やま

ヒミズのやまのレビュー・感想・評価

ヒミズ(2011年製作の映画)
4.0
圧倒的世界観にただ見惚れる。
久々に鑑賞したが、面白いな〜

主人公は普通なんだと言い張るが、どう見ても普通じゃない。境遇とかもそうだし、行動、言動もそう。考え方から普通じゃない。そんな特別な彼に惚れる、また普通じゃない女の子。そんな彼ら二人のラブロマンスを交えた、人生の一瞬。

考えてみると、普通ってなんだ?とか、思わされる。例えば、小説家であったり映画監督の生い立ちなんかを調べると、僕から見てとても普通と思えない人が多い。それは結果大物になってるから、普通じゃないことが素晴らしいように思える。僕自身も特別でありたいとか思うこともある。

でもこの映画で描かれる普通じゃない人々ってのは、犯罪者。彼らは普通だと自らを思っていたんだろうけど、ある一線を超えて自分は普通じゃないんだと気づく。普通の人になろうと努力するんだけど、難しい。そんな時に誰と出会うか、それが彼らを普通の人間にさせるきっかけになるのかもしれないとか。また逆であったりとか。

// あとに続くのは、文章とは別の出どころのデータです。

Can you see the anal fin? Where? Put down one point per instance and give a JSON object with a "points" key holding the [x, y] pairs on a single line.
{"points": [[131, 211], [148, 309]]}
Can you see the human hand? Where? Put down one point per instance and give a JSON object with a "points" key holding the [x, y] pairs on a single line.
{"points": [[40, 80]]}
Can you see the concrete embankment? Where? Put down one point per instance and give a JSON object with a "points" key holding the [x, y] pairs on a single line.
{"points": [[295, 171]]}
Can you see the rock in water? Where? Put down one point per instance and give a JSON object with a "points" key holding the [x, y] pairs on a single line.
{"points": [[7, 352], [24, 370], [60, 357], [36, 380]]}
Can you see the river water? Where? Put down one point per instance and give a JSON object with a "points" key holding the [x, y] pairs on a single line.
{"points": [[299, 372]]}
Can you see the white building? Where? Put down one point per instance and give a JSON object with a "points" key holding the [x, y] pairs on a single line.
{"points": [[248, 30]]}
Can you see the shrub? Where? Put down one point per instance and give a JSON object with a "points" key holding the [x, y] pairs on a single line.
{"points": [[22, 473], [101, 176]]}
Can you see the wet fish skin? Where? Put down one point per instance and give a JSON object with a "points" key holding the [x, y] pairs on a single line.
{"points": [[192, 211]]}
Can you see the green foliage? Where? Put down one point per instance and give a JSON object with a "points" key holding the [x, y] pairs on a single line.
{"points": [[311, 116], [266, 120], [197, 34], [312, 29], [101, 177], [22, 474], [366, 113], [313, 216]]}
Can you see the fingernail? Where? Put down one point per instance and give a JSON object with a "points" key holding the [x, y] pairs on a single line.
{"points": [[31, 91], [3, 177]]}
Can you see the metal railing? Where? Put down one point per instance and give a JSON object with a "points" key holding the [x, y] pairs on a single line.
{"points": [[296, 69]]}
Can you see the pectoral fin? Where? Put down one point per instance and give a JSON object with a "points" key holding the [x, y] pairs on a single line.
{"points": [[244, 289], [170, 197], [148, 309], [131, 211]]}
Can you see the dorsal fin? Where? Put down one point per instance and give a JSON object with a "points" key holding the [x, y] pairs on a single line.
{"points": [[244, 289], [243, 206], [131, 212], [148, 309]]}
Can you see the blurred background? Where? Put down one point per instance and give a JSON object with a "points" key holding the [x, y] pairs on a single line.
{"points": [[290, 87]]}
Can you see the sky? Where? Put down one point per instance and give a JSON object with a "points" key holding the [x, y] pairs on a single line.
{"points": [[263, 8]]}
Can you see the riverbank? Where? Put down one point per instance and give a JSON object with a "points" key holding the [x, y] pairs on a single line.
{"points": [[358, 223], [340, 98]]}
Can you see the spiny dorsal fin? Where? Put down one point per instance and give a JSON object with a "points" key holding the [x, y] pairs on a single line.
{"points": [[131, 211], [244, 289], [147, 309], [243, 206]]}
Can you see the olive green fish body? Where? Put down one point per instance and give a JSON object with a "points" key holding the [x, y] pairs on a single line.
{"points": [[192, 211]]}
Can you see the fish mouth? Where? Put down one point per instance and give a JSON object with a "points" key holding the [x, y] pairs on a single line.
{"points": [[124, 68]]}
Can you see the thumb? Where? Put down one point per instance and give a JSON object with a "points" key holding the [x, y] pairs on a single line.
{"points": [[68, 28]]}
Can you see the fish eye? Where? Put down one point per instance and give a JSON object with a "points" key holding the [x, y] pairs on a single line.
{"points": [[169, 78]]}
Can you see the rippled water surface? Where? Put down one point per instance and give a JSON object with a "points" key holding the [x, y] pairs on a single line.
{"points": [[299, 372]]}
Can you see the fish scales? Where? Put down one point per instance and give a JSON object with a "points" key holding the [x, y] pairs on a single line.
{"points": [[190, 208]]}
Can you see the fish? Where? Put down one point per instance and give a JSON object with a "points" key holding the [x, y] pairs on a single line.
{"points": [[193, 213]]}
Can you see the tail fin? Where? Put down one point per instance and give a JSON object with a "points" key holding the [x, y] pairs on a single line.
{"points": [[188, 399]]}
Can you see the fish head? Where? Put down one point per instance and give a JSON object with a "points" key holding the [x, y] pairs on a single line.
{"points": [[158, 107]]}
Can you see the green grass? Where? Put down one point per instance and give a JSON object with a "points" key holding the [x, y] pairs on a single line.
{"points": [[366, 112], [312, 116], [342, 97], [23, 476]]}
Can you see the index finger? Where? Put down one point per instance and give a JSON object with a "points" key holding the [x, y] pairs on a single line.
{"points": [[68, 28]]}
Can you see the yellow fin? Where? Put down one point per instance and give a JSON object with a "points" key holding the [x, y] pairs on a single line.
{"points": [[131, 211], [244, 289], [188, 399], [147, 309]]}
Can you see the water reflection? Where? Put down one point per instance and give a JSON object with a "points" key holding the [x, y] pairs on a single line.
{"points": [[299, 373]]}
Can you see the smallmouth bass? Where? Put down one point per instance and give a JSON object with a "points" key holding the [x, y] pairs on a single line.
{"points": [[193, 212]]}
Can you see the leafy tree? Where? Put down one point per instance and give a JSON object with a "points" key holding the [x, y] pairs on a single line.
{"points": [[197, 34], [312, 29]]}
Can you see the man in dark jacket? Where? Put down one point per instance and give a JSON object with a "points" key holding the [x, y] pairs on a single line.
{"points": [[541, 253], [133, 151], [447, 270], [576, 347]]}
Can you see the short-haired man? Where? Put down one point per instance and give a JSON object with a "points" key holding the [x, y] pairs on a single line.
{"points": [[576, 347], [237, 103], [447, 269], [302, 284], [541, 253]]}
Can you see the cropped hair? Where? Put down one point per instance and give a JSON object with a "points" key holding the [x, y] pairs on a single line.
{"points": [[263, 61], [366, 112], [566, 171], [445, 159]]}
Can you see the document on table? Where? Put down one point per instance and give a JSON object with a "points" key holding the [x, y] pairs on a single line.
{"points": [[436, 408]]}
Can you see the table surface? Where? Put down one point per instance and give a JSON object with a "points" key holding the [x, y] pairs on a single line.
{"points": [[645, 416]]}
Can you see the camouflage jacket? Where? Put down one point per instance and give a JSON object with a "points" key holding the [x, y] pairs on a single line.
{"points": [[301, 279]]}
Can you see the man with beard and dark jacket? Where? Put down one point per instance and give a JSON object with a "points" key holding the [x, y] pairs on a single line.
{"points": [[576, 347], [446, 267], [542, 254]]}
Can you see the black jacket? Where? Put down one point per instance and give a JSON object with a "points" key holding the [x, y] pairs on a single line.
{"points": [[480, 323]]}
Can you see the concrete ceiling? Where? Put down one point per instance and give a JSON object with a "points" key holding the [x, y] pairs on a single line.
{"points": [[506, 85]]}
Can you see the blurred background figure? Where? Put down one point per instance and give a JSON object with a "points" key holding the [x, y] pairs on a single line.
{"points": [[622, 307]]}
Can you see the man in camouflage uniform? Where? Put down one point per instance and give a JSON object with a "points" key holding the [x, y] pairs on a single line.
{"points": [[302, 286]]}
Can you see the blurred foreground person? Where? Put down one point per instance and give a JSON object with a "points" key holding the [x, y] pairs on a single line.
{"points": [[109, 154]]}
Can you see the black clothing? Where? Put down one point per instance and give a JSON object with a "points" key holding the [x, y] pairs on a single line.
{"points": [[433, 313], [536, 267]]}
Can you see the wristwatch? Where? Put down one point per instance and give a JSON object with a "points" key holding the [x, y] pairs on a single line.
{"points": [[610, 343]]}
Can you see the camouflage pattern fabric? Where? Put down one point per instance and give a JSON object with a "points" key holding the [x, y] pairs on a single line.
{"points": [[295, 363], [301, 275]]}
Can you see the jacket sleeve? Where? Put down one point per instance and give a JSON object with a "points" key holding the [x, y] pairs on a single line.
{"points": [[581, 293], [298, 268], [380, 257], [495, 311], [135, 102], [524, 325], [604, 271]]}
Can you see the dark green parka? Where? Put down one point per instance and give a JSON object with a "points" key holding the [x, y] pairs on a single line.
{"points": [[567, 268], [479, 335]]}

この映画を見ると、普通に生きるっていかに難しいことか思い知らされる。ある日突然地震が起きて、普通の生活が送れなくなったりだとか、家族と離れ離れになるとか。もしかしたら、特別な人間よりも、普通の人生を送る人間の方が大変なのかもしれない。

ラスト彼女は住田に、戻ってきたら二人で小さなアパートで暮らして、子供を作って、普通の生活をしようと泣きながら送り出した。エールを送りながら、二人は走る。走る二人の1本道に重なる、震災後の崩壊した街。彼らの道のりは、崩れて、先が見えない。彼女は首吊り台ようなものが完成した時殺されてしまうのではないだろうか。彼らは、普通の暮らしができないんじゃないだろうか。そう考えると胸が痛い。